Southeast Asia is battling to contain the spread of highly contagious African swine fever, known as “pig Ebola,” which has already led to the culling of millions of pigs in China and Vietnam.
African swine fever, which is harmless to humans, but fatal to pigs, was discovered in China in August last year, where it has caused havoc, leading to more than 1.2 million pigs being culled. China is home to almost half of the world’s pigs and the news sent the global price of pork soaring.
There is no vaccination for African swine fever, which causes pigs to internally haemorrhage until they die, so the only option to contain the disease is to kill any contaminated animals. Some estimates say that in China up to 200 million animals might eventually be slaughtered. The virus can last for several weeks on anything from clothes to vehicles, allowing for it to easily travel long distances.
It has spread like wildfire across Asia, causing growing devastation to the pig farmers of Vietnam and Cambodia, and putting Thailand, Asia’s second-biggest pork producer, on “red alert.”
Cases have increased in Mongolia, North Korea and Hong Kong in recent weeks, while South Korea is blood testing pigs at the border.
The UN Food and Agriculture Organization (UNFAO) and regional experts fear that Myanmar, the Philippines and Laos will be next, because they are all highly susceptible to an outbreak due to the struggle to control the movement of pigs and pig products across porous borders.
“This is the biggest animal disease outbreak we’ve ever had on the planet,” said Dirk Pfeiffer, a veterinary epidemiologist at City University of Hong Kong and expert on African swine fever. “It makes the foot-and-mouth disease and BSE [bovine spongiform encephalopathy, commonly known as mad cow disease] outbreaks pale in comparison to the damage that is being done and we have no way to stop it from spreading.”
Currently the battle to contain the disease is being lost.
“There are concerns that the disease will continue to spread across the countries in Southeast Asia,” said Wantanee Kalpravidh, regional manager for UNFAO, who said they believed the swine fever cases being reported by governments in the region were “underestimates.”
Wantanee said that problems included the lack of compensation for pig farmers in Southeast Asia whose herds were culled, giving them little reason to report a disease outbreak, and fears that banning the movement of pigs and pork across borders would only create a “black market, which would be impossible to control.”

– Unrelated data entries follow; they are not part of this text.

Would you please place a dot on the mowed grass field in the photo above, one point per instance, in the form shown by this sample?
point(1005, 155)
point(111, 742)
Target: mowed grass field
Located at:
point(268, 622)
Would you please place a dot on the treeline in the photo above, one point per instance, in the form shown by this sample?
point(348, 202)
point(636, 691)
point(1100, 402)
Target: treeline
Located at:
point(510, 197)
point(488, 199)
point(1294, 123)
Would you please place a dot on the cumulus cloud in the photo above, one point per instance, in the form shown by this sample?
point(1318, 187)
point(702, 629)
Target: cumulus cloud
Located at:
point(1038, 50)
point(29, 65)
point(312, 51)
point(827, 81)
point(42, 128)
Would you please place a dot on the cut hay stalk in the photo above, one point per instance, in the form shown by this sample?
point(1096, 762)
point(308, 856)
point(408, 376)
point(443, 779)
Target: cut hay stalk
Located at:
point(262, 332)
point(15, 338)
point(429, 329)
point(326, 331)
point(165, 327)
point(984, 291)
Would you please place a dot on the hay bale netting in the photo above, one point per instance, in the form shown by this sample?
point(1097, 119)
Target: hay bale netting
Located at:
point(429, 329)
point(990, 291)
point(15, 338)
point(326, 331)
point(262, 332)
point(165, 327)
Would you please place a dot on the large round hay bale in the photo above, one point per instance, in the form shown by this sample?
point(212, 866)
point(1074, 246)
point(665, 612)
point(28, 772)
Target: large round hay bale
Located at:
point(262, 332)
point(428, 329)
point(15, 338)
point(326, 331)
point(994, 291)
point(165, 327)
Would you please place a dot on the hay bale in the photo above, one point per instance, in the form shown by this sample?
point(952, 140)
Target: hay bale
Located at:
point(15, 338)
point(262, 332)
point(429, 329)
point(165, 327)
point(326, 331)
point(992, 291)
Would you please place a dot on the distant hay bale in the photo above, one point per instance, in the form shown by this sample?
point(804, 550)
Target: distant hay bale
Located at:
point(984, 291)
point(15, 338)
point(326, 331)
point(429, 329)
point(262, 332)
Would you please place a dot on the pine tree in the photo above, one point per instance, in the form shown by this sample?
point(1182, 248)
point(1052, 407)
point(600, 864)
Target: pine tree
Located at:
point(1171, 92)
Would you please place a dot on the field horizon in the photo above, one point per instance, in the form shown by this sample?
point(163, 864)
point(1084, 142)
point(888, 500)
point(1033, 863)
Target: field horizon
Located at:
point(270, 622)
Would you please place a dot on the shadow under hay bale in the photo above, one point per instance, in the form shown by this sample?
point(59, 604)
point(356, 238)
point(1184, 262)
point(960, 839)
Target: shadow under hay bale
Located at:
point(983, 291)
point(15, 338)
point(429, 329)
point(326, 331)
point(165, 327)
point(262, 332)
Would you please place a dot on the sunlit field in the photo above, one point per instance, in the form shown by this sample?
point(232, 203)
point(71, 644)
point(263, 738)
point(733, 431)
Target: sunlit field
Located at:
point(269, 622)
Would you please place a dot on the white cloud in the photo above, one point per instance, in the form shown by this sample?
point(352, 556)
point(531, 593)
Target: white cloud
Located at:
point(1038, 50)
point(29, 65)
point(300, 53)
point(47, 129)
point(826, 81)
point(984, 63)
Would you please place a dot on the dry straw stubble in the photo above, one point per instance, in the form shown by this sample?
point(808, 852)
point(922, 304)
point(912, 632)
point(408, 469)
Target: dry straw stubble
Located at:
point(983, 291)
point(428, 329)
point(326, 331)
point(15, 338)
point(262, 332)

The implications of the outbreak are already being felt beyond Asia.
Global pork prices have risen by almost 40 percent and long-term it is likely to lead to more pork imports from Europe and the US to meet demand, which will also push up global meat prices.
Market analyst Rabobank said global pork supplies could fall by 8 percent.
In Vietnam, the first swine fever case was detected in January in northern Vietnam, not far from the border with China.
Last week, Vietnamese Minister of Agriculture Nguyen Xuan Cuong confirmed that the virus had now spread to 48 of the country’s 63 provinces. The country has now culled about 2 million pigs, or 6 percent of the country’s herd, a figure that is expected to rise steeply.
“The world and Vietnam have never faced such an extremely dangerous, difficult, complicated and expensive epidemic as this,” Cuong said in a statement last month.
The economic and social impact is likely to be huge for Vietnam. Pork accounts for 75 percent of all meat consumed in the country. Overall, the agriculture sector in Vietnam employs almost 50 percent of the workforce, with pork farming a significant part of that.
Speaking in parliament, Cuong urged consumers and businesses to stockpile pork ahead of likely shortages toward the end of the year.
The Vietnamese government has also mobilized police and military to help contain the outbreak, but has stopped short of declaring it a national emergency.
In Cambodia, about 2,400 pigs have died or been culled due to the disease in the past two months, while in Hong Kong two separate cases led to there being no fresh pork in the country for a week.
However, Pfeiffer was not optimistic that Thailand — which has more than 2 million pigs — could resist the pandemic spreading from neighboring Vietnam and Cambodia, or China, for much longer, saying it could probably enter “through pork products brought in illegally from Vietnam and China, even if just by tourists or truck drivers.”
“The virus survives so well and there are so many people traveling, particularly between China and Thailand, it’s hard to see how it could be contained for much longer,” he said.